There is collaboration across many of the distributed ledger propositions but it needs to progress further and more sequentially. There is welcome progress in some basic areas. Private issuance with limited participants has already used such technology. But there is little clarity, especially around the technical hurdles of scale and complexity, as to how the concept will move from test sites and test products to the core of the value chain. It needs to accommodate transactions, holdings, portfolios and asset pools with all the dynamics that entails to ensure that there is not a front end distributed ledger supported by multiple traditional proprietary asset servicing applications. It is an ideal technology for static data distribution, albeit in areas such as standing settlement instructions or Know Your Customer, there are models of varying efficiency and accuracy operating on legacy platforms in the market. But I know of no one capable of drawing up a sensible road map on the evolution from legacy to distributed ledgers whilst taking into account some of the challenges I have already mentioned. In a global world where funds, suppliers and markets are multinational, joining the universe is critical as otherwise pools of non-participating entities, especially around quasi monopolistic industry infrastructures or end clients without commercial incentives to migrate from their status quo, will create areas of exception processing whose combined cost will destroy the economic logic of any development.

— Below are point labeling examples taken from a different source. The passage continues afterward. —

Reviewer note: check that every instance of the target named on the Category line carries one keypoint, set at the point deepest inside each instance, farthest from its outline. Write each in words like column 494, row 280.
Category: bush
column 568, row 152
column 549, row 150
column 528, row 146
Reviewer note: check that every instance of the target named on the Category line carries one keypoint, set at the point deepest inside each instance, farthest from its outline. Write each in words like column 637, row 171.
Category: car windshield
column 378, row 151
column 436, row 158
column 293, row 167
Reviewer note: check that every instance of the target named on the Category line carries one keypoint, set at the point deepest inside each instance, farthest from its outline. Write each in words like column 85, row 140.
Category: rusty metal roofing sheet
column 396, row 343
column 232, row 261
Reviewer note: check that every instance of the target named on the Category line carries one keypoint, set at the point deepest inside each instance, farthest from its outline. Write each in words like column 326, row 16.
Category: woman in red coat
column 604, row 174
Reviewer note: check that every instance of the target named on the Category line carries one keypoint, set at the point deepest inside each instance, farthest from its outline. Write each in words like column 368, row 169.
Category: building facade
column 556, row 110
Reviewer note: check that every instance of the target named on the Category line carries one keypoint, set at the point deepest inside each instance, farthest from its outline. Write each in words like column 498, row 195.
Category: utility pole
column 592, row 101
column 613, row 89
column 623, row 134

Regulation and law will need to adapt to any changes. The concept of new technologies and single data sources create two key risks that need to be overcome. The first is the law applicable to the data and the second is the acceptability of single source itself. There is concentration risk in blockchain models and there is technology and contagion risk in shared solutions. New technologies may be far more robust than legacy platforms, but the value of world capital markets is estimated at $118 trillion and the risk of cybercrime will always be present with such spoils in mind. And, as we have learnt in the past, quite often individual user gateway and IT security can be a weak point in the chain. The more efficient the new joined up environment is, the more parties it will embrace and the greater such risks. In an era of quantum computing, it would be scandalous for parties to believe that the new ecosystem is proof against greed and crime.

There is change in the air. There are barriers to overcome. There are centres of excellence being created. Potentially there will be new entrants. But the market is not risk free and the transition is complex. Scarce capital is needed for investment, and profitability per dollar of assets in the system is unlikely to rise in the foreseeable future. Equity or other long-term capital is needed for investor protection, even in the new world, and that will deter many non-banks from becoming service, as distinct from facilities, providers.

But, above all, we need a vision that goes beyond the immediate or the stratospherically philosophical. There are practical issues to overcome and some long-standing ones have proven difficult in the past whilst many of the new ones will be challenging in the future. Who can provide that vision? Some, in the Far East especially, appear to be laying the building blocks. But the old world, with its legacies, mind sets and, in many cases, lack of funding, still has the bulk of professional assets and needs to make a few quantum leaps.